JFF- Considero que Portugal se tornou um país em franca evolução económica e social e com respeito pela legalidade constitucional. Fui notando modificações muito positivas. Mesmo quando vinha em missões políticas, por poucos dias, observava as mudanças na cidade e no quotidiano das pessoas a partir do táxi. Por força das minhas funções, viajei muito pelo mundo e andei muito de táxi. Tornei-me também um observador do mundo a partir dos táxis!
AM – Tem 2 filhos a estudar na escola Calazans Duarte, o João Paulo e a Adelina, também já cá estudou o Elias… que impressão tem desta escola?
JFF- Tenho uma ótima impressão desta escola. Tem uma direção muito atenta à situação de cada aluno, muito humana e generosa. Tem professores com muita competência que garantem uma educação de qualidade. Até nas atividades lúdicas se nota o quanto esta escola investe na formação integral nos alunos.
AM – Que futuro deseja para os seus filhos?
JFF- Espero que adquiram qualificações e se tornem quadros em qualquer parte do mundo. Mas sobretudo que tenham discernimento. A educação e o conhecimento são o mais importante na vida. Por isso eu tenho continuado a estudar, aguardo a defesa da minha Tese de Doutoramento em Filosofia, como já referi, e a minha esposa também fez a Licenciatura em Gestão de Recursos Humanos, no ISDOM.
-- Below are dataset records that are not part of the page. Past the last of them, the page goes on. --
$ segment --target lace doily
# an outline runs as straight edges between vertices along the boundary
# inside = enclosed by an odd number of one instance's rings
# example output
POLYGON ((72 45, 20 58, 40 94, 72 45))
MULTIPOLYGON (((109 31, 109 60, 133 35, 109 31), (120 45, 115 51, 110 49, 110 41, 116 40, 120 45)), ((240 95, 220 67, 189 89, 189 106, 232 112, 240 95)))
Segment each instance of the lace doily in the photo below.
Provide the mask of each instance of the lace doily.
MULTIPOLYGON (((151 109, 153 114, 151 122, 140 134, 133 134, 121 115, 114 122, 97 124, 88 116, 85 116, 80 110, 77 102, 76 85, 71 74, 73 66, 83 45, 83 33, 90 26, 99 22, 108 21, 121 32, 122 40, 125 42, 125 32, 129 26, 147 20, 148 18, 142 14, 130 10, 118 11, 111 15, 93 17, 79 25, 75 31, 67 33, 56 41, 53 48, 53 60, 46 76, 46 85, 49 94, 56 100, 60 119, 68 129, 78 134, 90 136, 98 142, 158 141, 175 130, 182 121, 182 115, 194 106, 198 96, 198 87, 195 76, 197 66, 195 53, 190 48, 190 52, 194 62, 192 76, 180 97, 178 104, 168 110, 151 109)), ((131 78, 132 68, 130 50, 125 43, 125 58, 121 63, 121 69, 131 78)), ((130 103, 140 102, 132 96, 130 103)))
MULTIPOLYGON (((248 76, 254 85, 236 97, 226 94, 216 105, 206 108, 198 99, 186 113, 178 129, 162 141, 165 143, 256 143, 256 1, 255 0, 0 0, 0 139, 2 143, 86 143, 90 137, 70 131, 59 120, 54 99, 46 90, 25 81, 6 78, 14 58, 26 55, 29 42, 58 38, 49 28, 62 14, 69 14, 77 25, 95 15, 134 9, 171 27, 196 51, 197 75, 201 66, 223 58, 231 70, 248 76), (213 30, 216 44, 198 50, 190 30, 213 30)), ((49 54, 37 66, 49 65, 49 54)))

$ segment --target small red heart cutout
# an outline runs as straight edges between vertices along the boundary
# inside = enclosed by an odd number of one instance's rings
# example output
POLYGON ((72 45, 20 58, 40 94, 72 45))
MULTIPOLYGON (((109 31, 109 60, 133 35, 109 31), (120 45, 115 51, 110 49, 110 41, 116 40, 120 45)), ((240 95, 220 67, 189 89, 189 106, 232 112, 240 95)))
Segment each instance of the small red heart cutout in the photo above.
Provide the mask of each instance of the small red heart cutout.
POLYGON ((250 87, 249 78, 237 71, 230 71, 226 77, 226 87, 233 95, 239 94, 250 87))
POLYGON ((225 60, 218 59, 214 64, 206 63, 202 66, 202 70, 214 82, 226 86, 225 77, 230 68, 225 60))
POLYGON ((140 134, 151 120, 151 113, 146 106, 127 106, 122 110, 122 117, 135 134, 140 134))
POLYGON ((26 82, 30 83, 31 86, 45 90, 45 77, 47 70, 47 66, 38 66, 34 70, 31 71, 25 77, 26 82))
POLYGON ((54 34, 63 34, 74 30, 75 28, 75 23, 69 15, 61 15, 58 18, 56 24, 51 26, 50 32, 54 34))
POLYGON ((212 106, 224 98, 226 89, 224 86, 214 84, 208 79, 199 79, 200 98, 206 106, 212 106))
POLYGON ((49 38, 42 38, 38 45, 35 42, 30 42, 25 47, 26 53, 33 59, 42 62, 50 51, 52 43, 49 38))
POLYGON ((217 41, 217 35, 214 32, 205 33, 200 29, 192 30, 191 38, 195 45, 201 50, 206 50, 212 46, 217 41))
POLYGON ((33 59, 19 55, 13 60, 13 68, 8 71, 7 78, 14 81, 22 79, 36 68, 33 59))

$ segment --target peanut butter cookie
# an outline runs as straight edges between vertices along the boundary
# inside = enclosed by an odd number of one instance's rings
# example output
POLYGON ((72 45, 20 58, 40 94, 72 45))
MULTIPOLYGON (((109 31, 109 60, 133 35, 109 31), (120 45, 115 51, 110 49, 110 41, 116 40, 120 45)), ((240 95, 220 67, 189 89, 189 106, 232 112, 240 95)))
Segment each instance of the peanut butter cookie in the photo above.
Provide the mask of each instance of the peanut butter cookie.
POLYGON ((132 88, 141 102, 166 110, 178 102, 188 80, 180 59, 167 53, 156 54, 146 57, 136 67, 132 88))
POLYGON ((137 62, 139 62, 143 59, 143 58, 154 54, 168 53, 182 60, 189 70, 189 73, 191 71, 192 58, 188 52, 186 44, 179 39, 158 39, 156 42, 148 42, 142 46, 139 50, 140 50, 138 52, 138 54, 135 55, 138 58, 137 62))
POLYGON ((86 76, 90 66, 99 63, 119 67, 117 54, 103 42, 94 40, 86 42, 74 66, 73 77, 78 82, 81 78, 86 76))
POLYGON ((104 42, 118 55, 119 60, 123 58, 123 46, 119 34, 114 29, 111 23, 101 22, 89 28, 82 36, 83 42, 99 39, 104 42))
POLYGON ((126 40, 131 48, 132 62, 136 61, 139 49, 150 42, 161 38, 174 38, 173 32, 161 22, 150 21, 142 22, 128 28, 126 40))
AM – Foi, e ainda é, uma figura pública, com reconhecimento internacional. Mas na Marinha Grande vive praticamente anónimo. Essa situação não o incomoda?
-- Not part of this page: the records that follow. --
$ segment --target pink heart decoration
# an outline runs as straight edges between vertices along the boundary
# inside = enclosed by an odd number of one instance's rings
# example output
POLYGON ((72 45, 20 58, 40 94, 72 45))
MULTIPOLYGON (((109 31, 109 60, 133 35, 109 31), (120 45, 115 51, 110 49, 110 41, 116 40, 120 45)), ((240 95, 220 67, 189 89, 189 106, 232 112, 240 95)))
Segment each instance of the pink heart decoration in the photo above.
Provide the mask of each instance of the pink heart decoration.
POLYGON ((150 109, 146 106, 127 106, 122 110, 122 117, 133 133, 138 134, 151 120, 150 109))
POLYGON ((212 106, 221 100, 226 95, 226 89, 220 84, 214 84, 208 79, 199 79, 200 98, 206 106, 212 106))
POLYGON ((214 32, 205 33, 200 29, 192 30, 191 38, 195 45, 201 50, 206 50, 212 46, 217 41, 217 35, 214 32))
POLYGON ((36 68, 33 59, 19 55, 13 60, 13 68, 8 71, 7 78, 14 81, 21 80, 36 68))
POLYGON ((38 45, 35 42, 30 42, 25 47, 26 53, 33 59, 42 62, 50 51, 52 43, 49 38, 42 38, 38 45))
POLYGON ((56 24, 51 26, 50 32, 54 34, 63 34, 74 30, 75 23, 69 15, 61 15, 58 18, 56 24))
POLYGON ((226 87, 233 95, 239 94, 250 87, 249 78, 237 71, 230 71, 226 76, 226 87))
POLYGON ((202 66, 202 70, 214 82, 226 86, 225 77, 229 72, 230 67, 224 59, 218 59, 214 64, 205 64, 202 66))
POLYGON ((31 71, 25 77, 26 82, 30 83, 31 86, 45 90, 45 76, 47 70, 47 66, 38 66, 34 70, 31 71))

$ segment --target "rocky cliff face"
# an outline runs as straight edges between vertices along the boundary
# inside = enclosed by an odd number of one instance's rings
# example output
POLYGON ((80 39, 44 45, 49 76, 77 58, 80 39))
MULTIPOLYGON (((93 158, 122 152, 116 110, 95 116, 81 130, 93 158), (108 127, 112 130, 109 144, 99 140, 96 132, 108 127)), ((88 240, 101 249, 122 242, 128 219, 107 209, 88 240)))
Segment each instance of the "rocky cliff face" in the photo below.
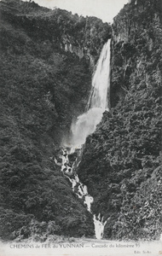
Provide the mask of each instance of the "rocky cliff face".
POLYGON ((130 1, 114 18, 111 106, 87 138, 78 175, 108 218, 105 237, 159 239, 161 226, 161 1, 130 1))
POLYGON ((161 83, 161 9, 160 1, 131 1, 114 18, 111 77, 113 107, 124 97, 130 88, 134 86, 136 89, 135 84, 149 84, 151 79, 161 83))

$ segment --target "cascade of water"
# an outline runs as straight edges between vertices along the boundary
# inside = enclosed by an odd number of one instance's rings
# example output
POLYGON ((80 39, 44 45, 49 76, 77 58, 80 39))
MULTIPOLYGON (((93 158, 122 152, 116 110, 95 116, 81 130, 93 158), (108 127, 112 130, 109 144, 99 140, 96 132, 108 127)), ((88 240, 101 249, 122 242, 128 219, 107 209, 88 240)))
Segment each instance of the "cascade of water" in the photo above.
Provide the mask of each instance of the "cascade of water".
POLYGON ((101 122, 102 113, 108 110, 107 94, 109 88, 110 40, 103 46, 92 79, 92 88, 87 105, 87 112, 78 117, 72 124, 71 146, 80 148, 86 137, 92 134, 101 122))
MULTIPOLYGON (((87 105, 87 112, 78 117, 76 122, 72 124, 72 133, 70 151, 75 152, 75 148, 82 148, 86 137, 93 133, 96 125, 101 122, 103 112, 108 110, 109 93, 109 73, 110 73, 110 40, 103 46, 95 71, 92 79, 92 88, 90 99, 87 105)), ((80 160, 80 158, 79 158, 80 160)), ((91 212, 91 203, 94 201, 92 196, 88 194, 88 189, 78 179, 78 175, 73 173, 73 166, 78 166, 79 161, 75 162, 72 167, 69 167, 68 154, 63 150, 61 171, 68 177, 72 183, 73 192, 84 199, 84 203, 87 206, 87 210, 91 212)), ((92 212, 91 212, 92 213, 92 212)), ((95 237, 101 239, 107 221, 103 221, 101 214, 96 217, 93 215, 95 237)))
POLYGON ((108 40, 103 46, 96 65, 96 69, 93 74, 88 109, 100 108, 104 112, 108 108, 107 92, 110 84, 110 42, 111 40, 108 40))

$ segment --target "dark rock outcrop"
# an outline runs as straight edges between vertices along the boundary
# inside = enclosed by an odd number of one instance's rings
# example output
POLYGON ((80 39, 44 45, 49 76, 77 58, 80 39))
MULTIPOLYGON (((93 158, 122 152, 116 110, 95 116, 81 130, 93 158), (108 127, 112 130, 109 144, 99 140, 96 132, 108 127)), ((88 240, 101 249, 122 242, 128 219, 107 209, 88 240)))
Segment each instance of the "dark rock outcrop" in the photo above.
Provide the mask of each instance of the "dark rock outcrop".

JFF- Absolutamente nada. Vivo tranquilamente fora do poder. Não tenho, nunca tive, a ambição do poder pelo poder. Mas, às vezes, quando me chamam senhor Francisco…tenho de me repensar: “senhor Francisco… ah, sou eu!”. Acompanho o crescimento da minha filha mais nova, nascida aqui, e a situação escolar dos outros, como nunca pude acompanhar antes. Quando nos dedicamos à política, as nossas relações sociais tornam-se administrativas e isso contagia até as relações familiares. Fora da política ativa, passei a ter uma relação muito diferente com a família.
AM – A sua vida pública é um exemplo de honestidade e coragem, de quem arrisca tudo por um sonho. Ainda tem sonhos?
JFF- Tenho vários sonhos, ambiciosos, mas todos eles conciliáveis, a meu ver, para além, obviamente, da união, progresso e prosperidade da minha família. Gostaria muito de, voltando à Guiné, poder criar um Complexo Escolar Básico, Secundário e Superior; um Hospital ou Policlínica com Farmácia; uma Fundação para o Conhecimento e a Cidadania; e algumas unidades industriais que promovam a sustentabilidade material e a eventual expansão deste projeto múltiplo.
E, para minha especial satisfação pessoal, gostaria de ganhar suficiente estabilidade para começar a escrever, sobretudo ensaios e romances e, ainda, de exercer funções abrangentes na Organização das Nações Unidas, onde pudesse de algum modo contribuir para a humanidade, nas vertentes da paz, da interculturalidade e da prevenção/resolução de conflitos.
AM- São sonhos para uma vida e dariam para várias entrevistas! Agradeço-lhe muito esta conversa inspiradora.
JFF – Sim, são sonhos ambiciosos, mas conciliáveis. Eu é que agradeço o convite. Foi a primeira vez que aqui em Portugal me chamaram para uma entrevista e gostei muito que tenha sido um Jornal Escolar.